In the fight to end detention, we must leave no one behind

I am responding to the Walking Inquiry’s question, ‘What is our response?’ The Walking Inquiry, and GDWG’s tireless advocacy and campaigning, have powerfully underscored the harms of detention to individuals and society, and the fundamental injustice of locking people up without time limit for immigration purposes.

Our response can only be to demand an end to detention – for everyone. And the ‘for everyone’ is vital, as there is a risk that some people are excluded in the current moves towards detention reform. It is an important step in the right direction that Labour committed to a time limit on detention in its last manifesto, and that the Conservatives have recognised the need to reduce detention – but these political commitments exclude the detention of people with convictions.
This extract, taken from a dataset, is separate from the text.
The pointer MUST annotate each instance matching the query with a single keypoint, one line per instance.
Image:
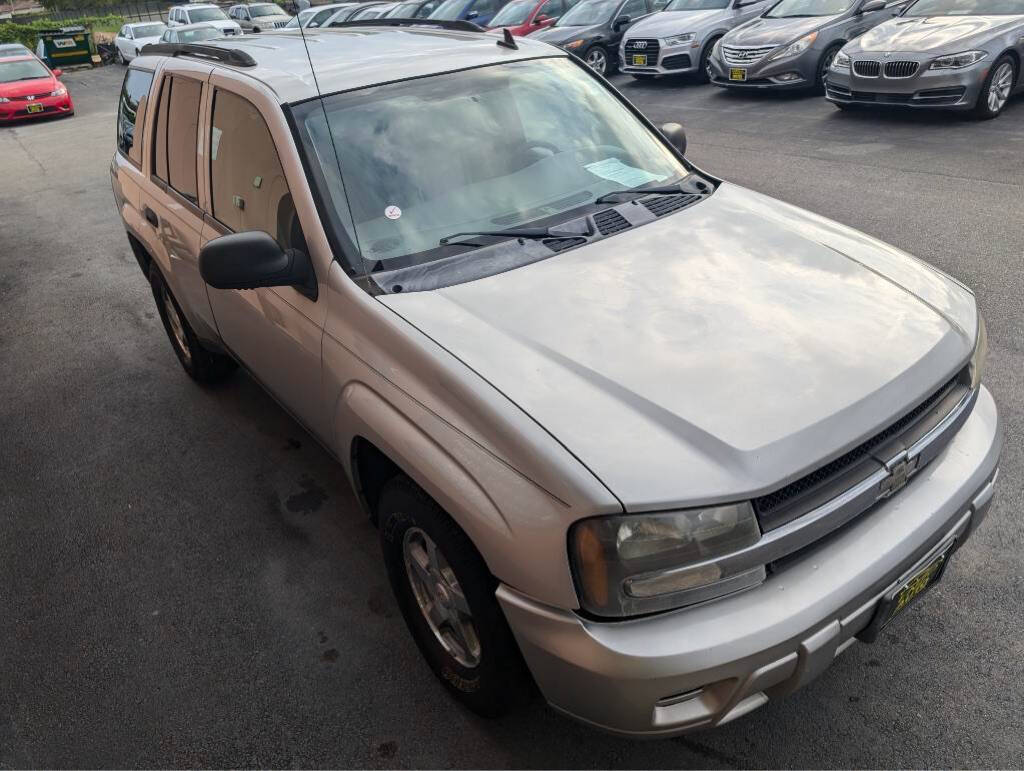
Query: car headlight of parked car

I am a former GDWG caseworker and university researcher, and am currently collaborating with GDWG on a research project exploring the processes by which people face detention and deportation as a result of time in prison or contact with the police. The majority of people in detention are in this situation; and people with convictions spend on average much longer in detention than other groups. In my research I have spoken with people who came to the UK as children, got into trouble with the police as teenagers, and found themselves facing deportation to a country they barely remember. I have spoken to an asylum seeker given a prison sentence for touching the rudder of the boat he was in crossing the English Channel. I have spoken to a survivor of modern slavery convicted for work he was forced to do by his traffickers. All of these people have served their time; and then experienced the ‘double punishment’ of detention, sometimes spending longer in detention than their original prison sentence. This is wrong, and we must stand up and say it is wrong. Locking people without time limit for immigration purposes can never be justified, for anyone. In the fight to end detention, we must leave no one behind.